This proposal under review is very concerning to this former Kent County resident. Eighteen years ago I left Chestertown to move to the beautiful Lehigh Valley in Southeastern Pennsylvania. I enjoyed the Valley’s rolling farm fields, historic buildings, sparkling creeks and rivers. I loved driving through the countryside then, but no more.
In the years since, the Valley has been overrun with enormous flat roofed warehouses. In the 1970’s Bethlehem, where we live, was facing economic catastrophe Bethlehem Steel closed its factories leaving thousands unemployed. Through the creativity and dedication of its citizens, the Valley has survived and grown. A few years later, though, when the warehouse developers came calling, the government was easily swayed by the promise of good jobs, a growing tax base that guaranteed increased prosperity and clean energy. Now we can see that none of these promises has really come true.

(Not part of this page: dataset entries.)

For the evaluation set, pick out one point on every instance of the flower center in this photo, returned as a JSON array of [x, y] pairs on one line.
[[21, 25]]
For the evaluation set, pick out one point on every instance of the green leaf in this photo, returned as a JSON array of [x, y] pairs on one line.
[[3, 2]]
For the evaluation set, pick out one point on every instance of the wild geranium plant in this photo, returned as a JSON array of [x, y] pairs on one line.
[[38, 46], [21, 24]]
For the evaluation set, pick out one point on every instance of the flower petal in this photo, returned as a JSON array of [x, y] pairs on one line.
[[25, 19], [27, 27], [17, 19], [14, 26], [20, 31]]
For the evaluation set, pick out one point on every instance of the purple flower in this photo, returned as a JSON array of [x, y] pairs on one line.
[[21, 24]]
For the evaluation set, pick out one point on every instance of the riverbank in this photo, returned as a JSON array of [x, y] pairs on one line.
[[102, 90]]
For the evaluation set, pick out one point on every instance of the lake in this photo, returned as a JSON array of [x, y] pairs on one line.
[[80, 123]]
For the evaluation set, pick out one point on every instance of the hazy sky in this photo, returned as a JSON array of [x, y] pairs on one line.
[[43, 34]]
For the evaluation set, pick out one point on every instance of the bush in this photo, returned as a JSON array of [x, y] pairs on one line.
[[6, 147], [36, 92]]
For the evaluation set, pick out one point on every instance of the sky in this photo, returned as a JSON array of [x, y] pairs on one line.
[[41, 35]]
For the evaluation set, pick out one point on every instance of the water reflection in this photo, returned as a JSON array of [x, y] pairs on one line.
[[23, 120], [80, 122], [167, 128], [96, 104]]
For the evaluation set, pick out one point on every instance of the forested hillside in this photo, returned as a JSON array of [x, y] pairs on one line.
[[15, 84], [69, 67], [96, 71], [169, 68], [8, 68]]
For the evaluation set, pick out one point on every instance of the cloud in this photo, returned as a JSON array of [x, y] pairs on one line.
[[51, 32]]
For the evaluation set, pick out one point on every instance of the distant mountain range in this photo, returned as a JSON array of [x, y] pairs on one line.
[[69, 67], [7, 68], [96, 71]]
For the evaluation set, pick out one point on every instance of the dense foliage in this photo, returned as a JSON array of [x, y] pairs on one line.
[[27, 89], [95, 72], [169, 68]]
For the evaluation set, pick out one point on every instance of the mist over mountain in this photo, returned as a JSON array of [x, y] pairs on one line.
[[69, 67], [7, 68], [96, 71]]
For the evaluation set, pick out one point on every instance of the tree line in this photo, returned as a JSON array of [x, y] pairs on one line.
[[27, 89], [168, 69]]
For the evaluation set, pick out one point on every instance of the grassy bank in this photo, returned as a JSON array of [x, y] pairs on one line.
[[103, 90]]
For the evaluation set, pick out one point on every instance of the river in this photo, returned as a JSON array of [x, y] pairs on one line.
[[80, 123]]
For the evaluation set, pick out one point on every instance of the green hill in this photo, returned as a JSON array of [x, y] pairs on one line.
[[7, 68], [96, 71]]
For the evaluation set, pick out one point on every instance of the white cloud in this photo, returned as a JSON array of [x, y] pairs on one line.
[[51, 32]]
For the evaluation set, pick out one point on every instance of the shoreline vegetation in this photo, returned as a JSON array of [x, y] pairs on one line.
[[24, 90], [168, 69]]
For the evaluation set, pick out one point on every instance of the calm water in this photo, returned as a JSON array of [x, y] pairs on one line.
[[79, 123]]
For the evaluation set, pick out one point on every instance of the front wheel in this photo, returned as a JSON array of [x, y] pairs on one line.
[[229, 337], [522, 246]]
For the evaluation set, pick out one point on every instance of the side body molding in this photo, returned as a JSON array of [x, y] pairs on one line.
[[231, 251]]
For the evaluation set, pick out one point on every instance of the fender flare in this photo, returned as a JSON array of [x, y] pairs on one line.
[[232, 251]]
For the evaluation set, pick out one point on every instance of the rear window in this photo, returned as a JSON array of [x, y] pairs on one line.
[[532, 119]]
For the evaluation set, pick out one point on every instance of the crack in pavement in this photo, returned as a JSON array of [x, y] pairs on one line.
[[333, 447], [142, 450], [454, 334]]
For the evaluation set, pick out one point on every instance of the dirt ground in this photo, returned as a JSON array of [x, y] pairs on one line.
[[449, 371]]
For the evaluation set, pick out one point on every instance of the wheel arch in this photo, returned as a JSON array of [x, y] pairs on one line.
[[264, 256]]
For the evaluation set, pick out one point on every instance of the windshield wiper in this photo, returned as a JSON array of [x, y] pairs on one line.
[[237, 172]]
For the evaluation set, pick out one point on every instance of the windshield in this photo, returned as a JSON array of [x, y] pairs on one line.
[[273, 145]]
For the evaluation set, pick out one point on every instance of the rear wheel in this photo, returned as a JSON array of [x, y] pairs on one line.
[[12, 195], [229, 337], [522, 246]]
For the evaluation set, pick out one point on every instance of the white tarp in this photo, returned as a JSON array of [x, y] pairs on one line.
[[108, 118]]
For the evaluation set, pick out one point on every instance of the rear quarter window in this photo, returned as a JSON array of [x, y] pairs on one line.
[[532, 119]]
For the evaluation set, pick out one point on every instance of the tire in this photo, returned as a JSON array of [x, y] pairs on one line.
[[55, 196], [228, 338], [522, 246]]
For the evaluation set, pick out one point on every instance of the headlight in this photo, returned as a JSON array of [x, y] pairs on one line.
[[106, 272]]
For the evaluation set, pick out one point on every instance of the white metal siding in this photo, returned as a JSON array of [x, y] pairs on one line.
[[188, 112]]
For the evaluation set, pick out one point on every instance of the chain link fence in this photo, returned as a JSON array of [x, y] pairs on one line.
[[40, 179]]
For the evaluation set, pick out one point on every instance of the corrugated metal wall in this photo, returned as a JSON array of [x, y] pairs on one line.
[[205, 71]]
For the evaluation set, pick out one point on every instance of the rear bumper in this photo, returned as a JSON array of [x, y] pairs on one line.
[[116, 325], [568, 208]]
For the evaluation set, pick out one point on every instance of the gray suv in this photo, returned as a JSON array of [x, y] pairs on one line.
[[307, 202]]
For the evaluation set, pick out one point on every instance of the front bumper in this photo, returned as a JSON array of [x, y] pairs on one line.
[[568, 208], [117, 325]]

Instead, highways, the local and connector roads are crawling with trucks; they are now crumbling and dangerous. The jobs don’t provide a living wage and housing becomes unaffordable for these employees. Union protection for those holding “unskilled” jobs is poor. Bad things keep happening. For example, a local newspaper reported recently that an Amazon warehouse saved money on their HVAC systems by leaving out air conditioning. The out-of-state company realized that it was cheaper to negotiate a contract to keep an ambulance on site during the summer. When the overheated workers collapsed, they were simply carted off to the emergency room. Unbelievable.
As is so often the case, development breeds on itself. Even the bad stuff. Now, while new warehouses are going up, newly constructed ones are empty, with enormous signs advertising availability. Warehouses are becoming more and more automated, eliminating those promised good jobs. In the meantime, the Valley is experiencing a shortage of affordable housing. So much for the jobs, the economical development, the support for families. To be fair, something is increasing: pollution from all of those diesel truck, according to a study released last month. Run-off from all of those flat roofs and parking lots is growing too.
So what can Kent County learn from the Lehigh Valley? These facilities have little to offer the local economy or quality of life. In spite of the promises you are hearing, I encourage you to send them down the road and focus on what makes Kent County and its resources thrive. If you decide to accept them, please place strict restrictions on them. Find out what they precisely mean about their L.E.E.D. claims; insist that they power themselves with roof-mounted solar panels; keep the 45 foot height limit.